Stay Connected Virtually: 5 Lessons Learned
I’ve had more Zoom video calls in the last two weeks than I’ve ever had before. Everyone, it seems, wants to stay connected virtually.
And I know I’m not the only one.
For example, my dad, John, retired to Florida a number of years ago and spends a good amount of his time teaching senior fitness at a local gym. When the snowbirds are in town he gets upwards of 40 or 50 people in one class.
So when in-person fitness classes were canceled due to corona virus, his students asked (begged) him to teach the classes online. And my almost 77 year old dad did exactly that. He subscribed to Zoom, called me to help him work out some kinks and brought his classes online.
And people love it! He still gets 40 to 50 participants, they jump on early and stay late to chit chat, just like in-person.
Dad is not the only one going virtual.
My husband, Michael, who is used to working face-to-face in an office setting, is now working at home trying to get the company up and running on Zoom.
My Toastmasters club meetings have gone virtual.
I’ve “zoomed” with my mom and sister and cousins.
And I turned my networking events into (much smaller) virtual gatherings.
Stay Connected Virtually
Everyone is trying to connect virtually. Including those who have never gathered virtually before.
And when done well, people appreciate the opportunity to stay connected online. (Though, I have to add, nothing can replace meeting live and in-person.)
There is much to learn about the virtual meeting space. And while I’m no expert and most definitely still learning, I wanted to share a few of the lessons I’ve already learned, so that if you decide to host a virtual gathering you have less to think about.
Keep the group small
At least at first. I’ve kept my networking gatherings to no more than 8 people. And folks have said that is the perfect group size. The tendency with virtual is to get as many people on the call as possible. Less is often more. It gives everyone a chance to participate and if you’re new to online facilitation, gives you a chance to practice your skills without feeling overwhelmed.
People are forgiving
Virtual gatherings are new for most of us. And I’ve found audiences are forgiving if there is a tech mishap, a dog barking or a kid screaming. So don’t sweat it!
More relaxed and human
For many, working at home is brand new, so we see the human side of folks and to be honest I find it endearing. Zoom meetings have become more relaxed (yoga pants and slippers anyone?) and people understand we are truly in this together.

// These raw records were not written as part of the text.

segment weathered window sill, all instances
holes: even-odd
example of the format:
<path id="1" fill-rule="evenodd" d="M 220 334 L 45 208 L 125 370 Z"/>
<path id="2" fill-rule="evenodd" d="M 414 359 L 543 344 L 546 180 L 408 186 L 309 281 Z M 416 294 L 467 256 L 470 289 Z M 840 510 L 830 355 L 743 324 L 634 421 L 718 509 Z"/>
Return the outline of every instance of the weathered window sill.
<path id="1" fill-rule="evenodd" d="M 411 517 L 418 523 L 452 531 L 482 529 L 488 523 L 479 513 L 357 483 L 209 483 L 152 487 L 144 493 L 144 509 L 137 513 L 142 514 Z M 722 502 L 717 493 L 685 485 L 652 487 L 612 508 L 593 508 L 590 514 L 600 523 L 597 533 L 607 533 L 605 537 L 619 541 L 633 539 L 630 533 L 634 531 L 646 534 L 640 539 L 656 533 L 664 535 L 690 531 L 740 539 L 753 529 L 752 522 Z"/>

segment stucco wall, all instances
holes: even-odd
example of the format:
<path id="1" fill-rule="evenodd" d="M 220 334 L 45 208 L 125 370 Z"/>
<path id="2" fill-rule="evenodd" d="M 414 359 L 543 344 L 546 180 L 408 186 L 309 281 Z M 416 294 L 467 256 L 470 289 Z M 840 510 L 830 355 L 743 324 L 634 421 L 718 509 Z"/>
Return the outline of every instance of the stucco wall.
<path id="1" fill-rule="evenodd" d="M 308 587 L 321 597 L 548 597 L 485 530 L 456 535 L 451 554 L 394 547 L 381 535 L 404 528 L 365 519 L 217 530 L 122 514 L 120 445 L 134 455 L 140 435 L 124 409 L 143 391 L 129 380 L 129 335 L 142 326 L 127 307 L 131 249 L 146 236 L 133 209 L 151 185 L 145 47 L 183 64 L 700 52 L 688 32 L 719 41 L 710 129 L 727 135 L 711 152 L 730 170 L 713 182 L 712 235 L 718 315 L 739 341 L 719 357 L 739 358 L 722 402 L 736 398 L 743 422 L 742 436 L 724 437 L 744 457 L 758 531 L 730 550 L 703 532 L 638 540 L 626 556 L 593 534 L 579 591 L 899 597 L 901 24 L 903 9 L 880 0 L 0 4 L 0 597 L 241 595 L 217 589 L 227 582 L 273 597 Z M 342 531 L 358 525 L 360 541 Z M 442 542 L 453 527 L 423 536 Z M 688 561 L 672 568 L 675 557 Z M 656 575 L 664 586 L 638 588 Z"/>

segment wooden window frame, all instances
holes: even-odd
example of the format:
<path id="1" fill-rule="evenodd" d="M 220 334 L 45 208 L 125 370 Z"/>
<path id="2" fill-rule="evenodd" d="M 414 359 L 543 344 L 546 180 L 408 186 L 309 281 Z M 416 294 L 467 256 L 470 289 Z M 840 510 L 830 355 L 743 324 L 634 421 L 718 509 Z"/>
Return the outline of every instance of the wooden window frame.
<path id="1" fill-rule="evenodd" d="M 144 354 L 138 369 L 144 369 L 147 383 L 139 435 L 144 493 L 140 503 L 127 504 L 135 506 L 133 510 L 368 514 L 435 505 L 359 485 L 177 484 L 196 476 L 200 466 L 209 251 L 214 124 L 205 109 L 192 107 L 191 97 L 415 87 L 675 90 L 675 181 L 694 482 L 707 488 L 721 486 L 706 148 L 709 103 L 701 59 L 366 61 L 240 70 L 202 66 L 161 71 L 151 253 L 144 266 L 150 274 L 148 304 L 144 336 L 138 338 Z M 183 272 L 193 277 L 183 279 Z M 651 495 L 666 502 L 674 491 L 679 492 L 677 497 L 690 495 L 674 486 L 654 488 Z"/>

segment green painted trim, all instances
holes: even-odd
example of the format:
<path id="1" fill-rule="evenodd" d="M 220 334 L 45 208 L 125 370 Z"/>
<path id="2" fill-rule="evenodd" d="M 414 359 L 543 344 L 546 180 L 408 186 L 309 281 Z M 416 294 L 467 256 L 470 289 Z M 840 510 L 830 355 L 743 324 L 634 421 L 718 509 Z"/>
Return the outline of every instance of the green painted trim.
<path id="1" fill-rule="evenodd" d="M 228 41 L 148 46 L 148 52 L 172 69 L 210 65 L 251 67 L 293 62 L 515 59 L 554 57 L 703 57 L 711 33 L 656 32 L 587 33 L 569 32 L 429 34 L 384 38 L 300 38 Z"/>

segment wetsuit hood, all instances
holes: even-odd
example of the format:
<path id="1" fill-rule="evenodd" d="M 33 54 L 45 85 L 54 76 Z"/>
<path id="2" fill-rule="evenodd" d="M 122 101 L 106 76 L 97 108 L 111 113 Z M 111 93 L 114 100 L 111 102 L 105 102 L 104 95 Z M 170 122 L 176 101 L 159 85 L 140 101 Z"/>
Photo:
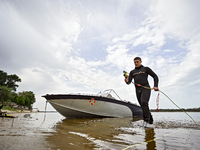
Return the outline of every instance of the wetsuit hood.
<path id="1" fill-rule="evenodd" d="M 142 68 L 142 67 L 144 67 L 143 65 L 140 65 L 139 67 L 135 67 L 135 69 L 140 69 L 140 68 Z"/>

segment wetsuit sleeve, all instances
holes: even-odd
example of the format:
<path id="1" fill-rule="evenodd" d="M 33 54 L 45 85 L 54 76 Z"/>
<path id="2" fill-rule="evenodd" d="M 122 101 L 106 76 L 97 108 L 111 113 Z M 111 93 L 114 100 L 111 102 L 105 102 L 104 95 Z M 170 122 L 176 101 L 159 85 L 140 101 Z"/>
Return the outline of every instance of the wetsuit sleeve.
<path id="1" fill-rule="evenodd" d="M 128 82 L 126 84 L 130 84 L 132 82 L 133 79 L 133 73 L 132 71 L 129 73 L 129 77 L 128 77 Z"/>
<path id="2" fill-rule="evenodd" d="M 147 67 L 147 72 L 154 79 L 154 87 L 158 87 L 158 76 L 149 67 Z"/>

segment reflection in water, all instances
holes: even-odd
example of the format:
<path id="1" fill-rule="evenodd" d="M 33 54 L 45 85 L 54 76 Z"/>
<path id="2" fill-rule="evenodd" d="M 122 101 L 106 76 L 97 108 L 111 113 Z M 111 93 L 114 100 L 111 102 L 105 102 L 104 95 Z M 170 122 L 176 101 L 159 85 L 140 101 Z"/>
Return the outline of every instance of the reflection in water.
<path id="1" fill-rule="evenodd" d="M 134 131 L 125 131 L 125 128 L 138 120 L 140 118 L 64 119 L 57 123 L 56 132 L 47 140 L 58 149 L 122 149 L 129 142 L 118 136 L 135 135 Z"/>
<path id="2" fill-rule="evenodd" d="M 44 121 L 44 113 L 21 114 L 13 127 L 11 118 L 0 119 L 0 149 L 199 149 L 200 113 L 192 114 L 197 124 L 183 113 L 153 115 L 155 128 L 141 127 L 139 118 L 64 119 L 47 113 Z"/>

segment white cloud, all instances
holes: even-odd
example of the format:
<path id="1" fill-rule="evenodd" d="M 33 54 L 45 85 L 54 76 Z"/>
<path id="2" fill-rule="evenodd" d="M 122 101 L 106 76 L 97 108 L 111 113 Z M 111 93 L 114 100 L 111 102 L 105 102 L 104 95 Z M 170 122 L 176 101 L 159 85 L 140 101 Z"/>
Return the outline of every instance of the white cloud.
<path id="1" fill-rule="evenodd" d="M 0 67 L 22 78 L 19 90 L 33 90 L 41 109 L 46 93 L 107 88 L 136 102 L 122 71 L 141 56 L 163 91 L 195 107 L 199 103 L 187 100 L 191 93 L 200 96 L 198 6 L 187 0 L 1 1 Z"/>

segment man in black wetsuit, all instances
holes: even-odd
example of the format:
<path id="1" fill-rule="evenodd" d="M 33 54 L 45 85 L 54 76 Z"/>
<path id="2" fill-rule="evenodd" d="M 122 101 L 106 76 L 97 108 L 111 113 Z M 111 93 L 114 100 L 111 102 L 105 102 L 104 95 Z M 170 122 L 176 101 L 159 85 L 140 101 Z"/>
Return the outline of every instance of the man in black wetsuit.
<path id="1" fill-rule="evenodd" d="M 135 69 L 129 73 L 129 78 L 125 78 L 125 82 L 127 84 L 130 84 L 132 82 L 132 79 L 134 79 L 136 96 L 143 111 L 143 120 L 149 124 L 153 124 L 153 117 L 149 110 L 149 99 L 151 95 L 151 90 L 146 89 L 142 86 L 150 87 L 147 80 L 148 75 L 150 75 L 154 79 L 153 89 L 155 91 L 159 91 L 158 76 L 149 67 L 144 67 L 143 65 L 141 65 L 141 63 L 142 60 L 140 57 L 134 58 Z M 137 86 L 137 84 L 140 84 L 142 86 Z"/>

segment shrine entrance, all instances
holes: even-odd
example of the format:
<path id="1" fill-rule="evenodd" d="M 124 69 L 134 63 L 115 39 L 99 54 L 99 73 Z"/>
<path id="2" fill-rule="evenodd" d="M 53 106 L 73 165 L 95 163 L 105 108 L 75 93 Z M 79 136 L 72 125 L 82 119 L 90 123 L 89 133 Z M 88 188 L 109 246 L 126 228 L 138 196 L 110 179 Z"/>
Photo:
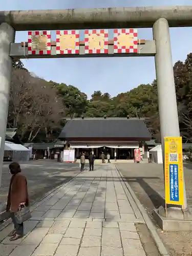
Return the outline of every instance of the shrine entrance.
<path id="1" fill-rule="evenodd" d="M 0 12 L 0 181 L 12 58 L 154 56 L 164 152 L 165 137 L 180 136 L 169 23 L 191 26 L 191 12 L 187 6 Z M 153 28 L 153 40 L 138 39 L 134 28 L 145 27 Z M 112 28 L 110 40 L 108 29 Z M 77 29 L 86 30 L 84 40 Z M 14 43 L 15 31 L 29 30 L 27 41 Z M 52 41 L 51 31 L 56 30 Z"/>

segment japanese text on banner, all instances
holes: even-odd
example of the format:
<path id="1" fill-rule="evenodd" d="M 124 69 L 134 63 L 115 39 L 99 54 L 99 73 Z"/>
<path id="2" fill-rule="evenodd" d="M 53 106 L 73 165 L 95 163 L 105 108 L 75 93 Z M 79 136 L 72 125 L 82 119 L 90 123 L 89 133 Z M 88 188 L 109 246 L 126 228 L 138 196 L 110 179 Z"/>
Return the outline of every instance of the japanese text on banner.
<path id="1" fill-rule="evenodd" d="M 181 137 L 164 138 L 165 203 L 183 205 Z"/>

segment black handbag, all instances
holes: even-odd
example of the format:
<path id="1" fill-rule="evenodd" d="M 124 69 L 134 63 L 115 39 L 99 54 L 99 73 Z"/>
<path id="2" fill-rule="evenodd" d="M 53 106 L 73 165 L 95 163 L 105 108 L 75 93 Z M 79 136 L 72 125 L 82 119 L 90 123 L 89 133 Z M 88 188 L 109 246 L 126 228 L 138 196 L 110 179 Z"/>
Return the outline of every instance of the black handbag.
<path id="1" fill-rule="evenodd" d="M 22 224 L 31 218 L 31 214 L 29 207 L 24 206 L 15 212 L 15 221 L 18 224 Z"/>

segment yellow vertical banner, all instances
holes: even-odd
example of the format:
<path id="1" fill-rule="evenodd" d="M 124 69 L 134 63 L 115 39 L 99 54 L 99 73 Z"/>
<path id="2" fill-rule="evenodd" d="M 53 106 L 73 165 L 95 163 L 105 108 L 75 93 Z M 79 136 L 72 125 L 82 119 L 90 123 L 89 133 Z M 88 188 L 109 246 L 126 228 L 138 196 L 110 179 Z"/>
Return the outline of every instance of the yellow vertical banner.
<path id="1" fill-rule="evenodd" d="M 164 137 L 165 204 L 183 205 L 183 167 L 181 137 Z"/>

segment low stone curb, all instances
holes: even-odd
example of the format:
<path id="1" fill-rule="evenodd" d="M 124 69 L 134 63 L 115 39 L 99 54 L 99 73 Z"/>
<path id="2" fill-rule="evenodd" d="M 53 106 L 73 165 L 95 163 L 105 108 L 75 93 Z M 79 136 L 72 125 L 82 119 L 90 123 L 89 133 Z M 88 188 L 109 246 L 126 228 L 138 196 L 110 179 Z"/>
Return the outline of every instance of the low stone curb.
<path id="1" fill-rule="evenodd" d="M 125 184 L 128 190 L 129 191 L 133 199 L 136 204 L 138 209 L 139 209 L 141 215 L 142 216 L 145 222 L 146 225 L 147 226 L 148 230 L 150 231 L 151 234 L 153 238 L 154 241 L 155 242 L 157 248 L 161 253 L 162 256 L 169 256 L 169 253 L 166 249 L 165 246 L 164 245 L 163 242 L 162 242 L 159 234 L 158 234 L 156 227 L 152 223 L 152 221 L 150 220 L 150 217 L 148 216 L 146 212 L 145 209 L 142 205 L 139 200 L 138 199 L 136 195 L 135 195 L 134 191 L 133 190 L 132 188 L 131 187 L 129 183 L 126 180 L 125 178 L 122 176 L 121 172 L 119 171 L 117 167 L 114 164 L 115 167 L 116 168 L 117 171 L 119 173 L 122 180 L 123 181 L 124 184 Z"/>

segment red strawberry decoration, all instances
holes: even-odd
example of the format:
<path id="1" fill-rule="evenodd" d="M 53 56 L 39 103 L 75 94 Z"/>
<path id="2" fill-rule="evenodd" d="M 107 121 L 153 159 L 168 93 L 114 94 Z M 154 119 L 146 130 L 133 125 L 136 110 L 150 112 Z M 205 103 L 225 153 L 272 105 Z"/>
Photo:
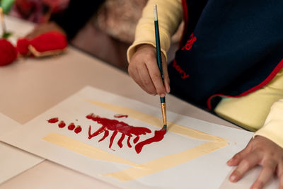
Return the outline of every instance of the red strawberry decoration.
<path id="1" fill-rule="evenodd" d="M 47 120 L 47 122 L 50 122 L 50 123 L 55 123 L 55 122 L 57 122 L 57 121 L 59 121 L 58 118 L 51 118 L 51 119 L 49 119 L 49 120 Z"/>
<path id="2" fill-rule="evenodd" d="M 6 39 L 0 39 L 0 66 L 12 63 L 17 58 L 17 51 Z"/>

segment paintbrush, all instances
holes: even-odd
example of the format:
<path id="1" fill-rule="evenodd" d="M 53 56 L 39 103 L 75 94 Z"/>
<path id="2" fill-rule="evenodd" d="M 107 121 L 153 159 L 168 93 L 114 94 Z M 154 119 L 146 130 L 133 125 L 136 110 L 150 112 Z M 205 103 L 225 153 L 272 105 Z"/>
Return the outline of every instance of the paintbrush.
<path id="1" fill-rule="evenodd" d="M 0 17 L 1 17 L 1 24 L 2 26 L 2 38 L 8 38 L 11 35 L 11 33 L 8 33 L 6 30 L 6 25 L 4 21 L 4 14 L 3 13 L 3 8 L 0 6 Z"/>
<path id="2" fill-rule="evenodd" d="M 154 5 L 154 13 L 155 41 L 156 45 L 156 61 L 159 68 L 160 73 L 161 74 L 162 81 L 164 84 L 163 71 L 162 70 L 161 50 L 160 48 L 158 20 L 157 18 L 157 6 L 156 4 Z M 166 130 L 167 118 L 166 118 L 166 105 L 165 103 L 165 97 L 160 98 L 160 103 L 161 105 L 162 117 L 163 120 L 163 127 L 162 130 Z"/>

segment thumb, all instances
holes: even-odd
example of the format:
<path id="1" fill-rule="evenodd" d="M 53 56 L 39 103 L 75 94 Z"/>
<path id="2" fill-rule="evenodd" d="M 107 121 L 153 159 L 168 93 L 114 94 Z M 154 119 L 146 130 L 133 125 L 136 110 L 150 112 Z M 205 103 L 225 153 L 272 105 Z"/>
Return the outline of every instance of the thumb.
<path id="1" fill-rule="evenodd" d="M 169 79 L 169 74 L 168 73 L 167 62 L 163 53 L 161 53 L 161 59 L 162 59 L 162 69 L 163 71 L 165 90 L 166 91 L 166 93 L 170 93 L 170 79 Z"/>

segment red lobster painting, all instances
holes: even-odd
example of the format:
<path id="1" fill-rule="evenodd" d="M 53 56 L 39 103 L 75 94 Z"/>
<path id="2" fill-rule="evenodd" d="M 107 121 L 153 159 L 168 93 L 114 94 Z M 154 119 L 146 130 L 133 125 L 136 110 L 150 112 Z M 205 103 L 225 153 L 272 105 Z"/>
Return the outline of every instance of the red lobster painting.
<path id="1" fill-rule="evenodd" d="M 115 116 L 114 116 L 115 117 Z M 127 116 L 121 116 L 120 115 L 119 118 L 122 118 L 125 117 L 127 118 Z M 98 134 L 101 134 L 103 132 L 103 136 L 100 139 L 99 139 L 98 142 L 104 140 L 109 135 L 109 131 L 112 131 L 112 134 L 110 137 L 110 144 L 109 144 L 109 148 L 111 149 L 112 144 L 113 144 L 113 141 L 115 137 L 116 137 L 117 134 L 118 132 L 120 132 L 122 134 L 120 138 L 119 139 L 117 142 L 118 146 L 122 148 L 123 147 L 122 142 L 124 141 L 125 138 L 127 137 L 127 144 L 128 147 L 132 148 L 132 144 L 130 142 L 131 138 L 134 137 L 133 139 L 134 144 L 137 144 L 134 147 L 134 149 L 137 151 L 137 154 L 141 152 L 142 149 L 144 145 L 151 144 L 152 142 L 156 142 L 161 141 L 166 133 L 166 130 L 163 130 L 162 129 L 161 130 L 156 130 L 154 132 L 154 136 L 148 138 L 142 142 L 138 142 L 139 140 L 139 136 L 142 134 L 146 134 L 148 133 L 151 133 L 151 131 L 146 128 L 146 127 L 134 127 L 132 125 L 129 125 L 128 124 L 124 122 L 120 122 L 116 120 L 111 120 L 105 118 L 100 118 L 98 115 L 96 115 L 93 113 L 88 114 L 88 115 L 86 116 L 87 119 L 91 120 L 94 122 L 96 122 L 97 123 L 102 125 L 102 126 L 98 128 L 96 131 L 95 131 L 93 133 L 91 133 L 91 126 L 89 125 L 88 127 L 88 139 L 91 139 L 91 138 L 98 136 Z M 117 117 L 115 117 L 117 118 Z M 48 122 L 50 123 L 55 123 L 59 121 L 58 118 L 51 118 L 47 120 Z M 64 121 L 61 121 L 59 124 L 58 125 L 58 127 L 59 128 L 63 128 L 66 124 L 64 122 L 64 126 L 62 127 L 62 125 L 64 122 Z M 69 127 L 70 126 L 73 126 L 72 129 L 71 130 Z M 75 125 L 74 125 L 73 122 L 70 123 L 70 125 L 68 127 L 68 130 L 73 130 L 74 129 Z M 76 132 L 76 134 L 80 132 L 81 131 L 81 127 L 80 125 L 77 126 L 76 128 L 77 131 L 79 130 L 79 132 Z"/>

One person talks at a time
Due to the dynamics of virtual meetings, it is important to have strong facilitation skills so that you can manage the conversations and make sure only 1 person talks at a time. Otherwise, I’ve noticed echoes and delays that keep others from hearing the message or idea.
In person meeting rules apply
Just because it’s virtual and most likely from a more relaxed setting like your house, doesn’t mean you can relax on the basics of running a good meeting. Have a clear agenda, set expectations with the group (i.e., let them know the agenda, how you’ll keep people on track and that 10 minutes before the end you’ll check-in so you can wrap up on time), start with introductions or some “small talk”, facilitate well and end meetings on time (with the option for folks to stay longer if they can or want).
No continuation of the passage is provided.